Как оказалось, банька была уже протоплена, стол накрыт, вся компания тут же заголилась и с криками, смехом ввалилась в парную. А через минут тридцать понеслась к ручью.

Курицин на этот раз потерял всякую бдительность: всем им чего-то от него хотелось, и со всеми он обнимался, целовался, тут же оказывалась бутылка, и все по очереди сглатывали прямо из горлышка.

Проснулся Виктор Николаевич глубокой ночью, вокруг него шумел темный лес, доносились какие-то звуки, и он не сразу сообразил, что сидит за тем же столом, что и вечером, и ему отчего-то очень холодно.
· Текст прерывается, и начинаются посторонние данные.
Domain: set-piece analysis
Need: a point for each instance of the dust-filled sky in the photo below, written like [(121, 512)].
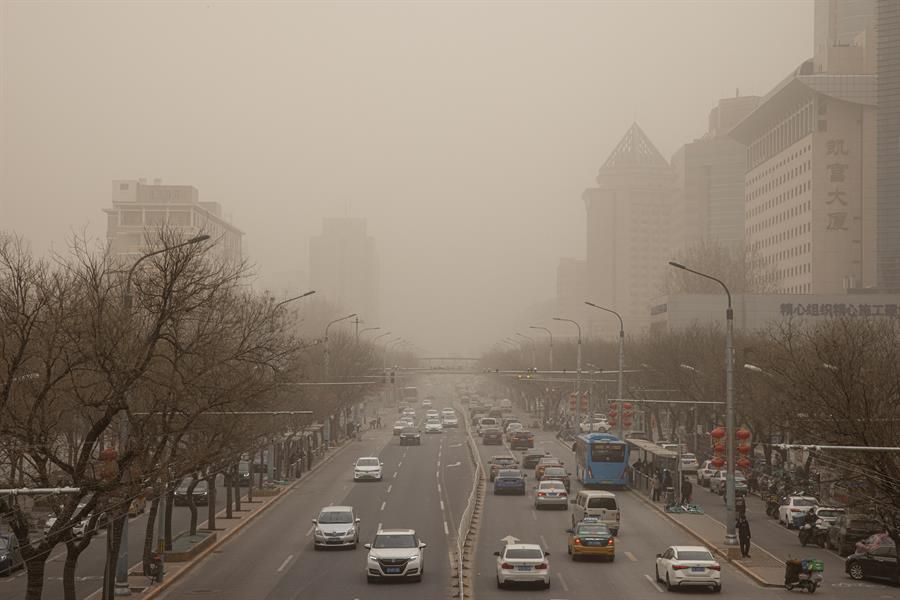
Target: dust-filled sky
[(464, 132)]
Не сразу дошло до него и то, что сидит в чем мама родила. Не сразу разглядел стоящую перед ним на столе початую бутылку водки и рядом – стакан. Дрожащей рукой налил и тут же залпом выпил, почувствовав, как по всему телу начинает разливаться спасительное тепло. Только тогда он поднялся со своего места и, пошатываясь, побрел к темнеющему в стороне зимовью. На подоконнике нашарил фонарик, включил и на вбитом в стену гвозде разглядел свою одежду – брюки и куртку. Натянув все это на себя, втиснулся между спавшими вповалку гуляками.
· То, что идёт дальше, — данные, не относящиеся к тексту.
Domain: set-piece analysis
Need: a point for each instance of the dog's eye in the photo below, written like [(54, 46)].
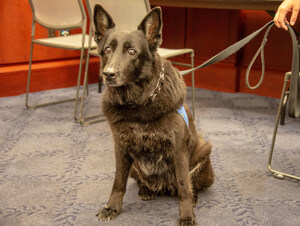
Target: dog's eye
[(107, 50), (131, 52)]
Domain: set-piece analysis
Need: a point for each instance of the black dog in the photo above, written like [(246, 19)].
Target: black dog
[(154, 144)]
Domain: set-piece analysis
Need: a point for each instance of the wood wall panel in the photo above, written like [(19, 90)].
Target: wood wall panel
[(45, 75), (207, 31)]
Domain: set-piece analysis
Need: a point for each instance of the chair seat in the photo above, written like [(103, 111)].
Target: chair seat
[(66, 42), (166, 53)]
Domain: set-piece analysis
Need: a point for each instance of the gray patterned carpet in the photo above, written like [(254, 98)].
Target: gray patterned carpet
[(55, 172)]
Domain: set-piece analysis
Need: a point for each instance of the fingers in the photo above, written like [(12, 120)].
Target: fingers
[(294, 16), (280, 18)]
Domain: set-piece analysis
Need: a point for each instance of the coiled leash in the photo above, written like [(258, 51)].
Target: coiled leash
[(294, 94)]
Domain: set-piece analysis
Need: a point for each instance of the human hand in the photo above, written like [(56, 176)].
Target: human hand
[(281, 16)]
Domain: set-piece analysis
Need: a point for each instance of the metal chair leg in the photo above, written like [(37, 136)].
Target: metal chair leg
[(28, 87), (193, 85), (78, 86), (88, 119), (278, 174)]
Утром народ просыпался тяжело, долго поднимался, расхаживался, и только к обеду все снова уселись за стол. Здесь же Белов объявил, что у него неотложные дела в райцентре и скоро им надо будет выехать в обратный путь. Народ недовольно загудел, однако возражать хозяину зимовья никто не посмел – Белов в тайге всегда был за вожака и не терпел ослушания.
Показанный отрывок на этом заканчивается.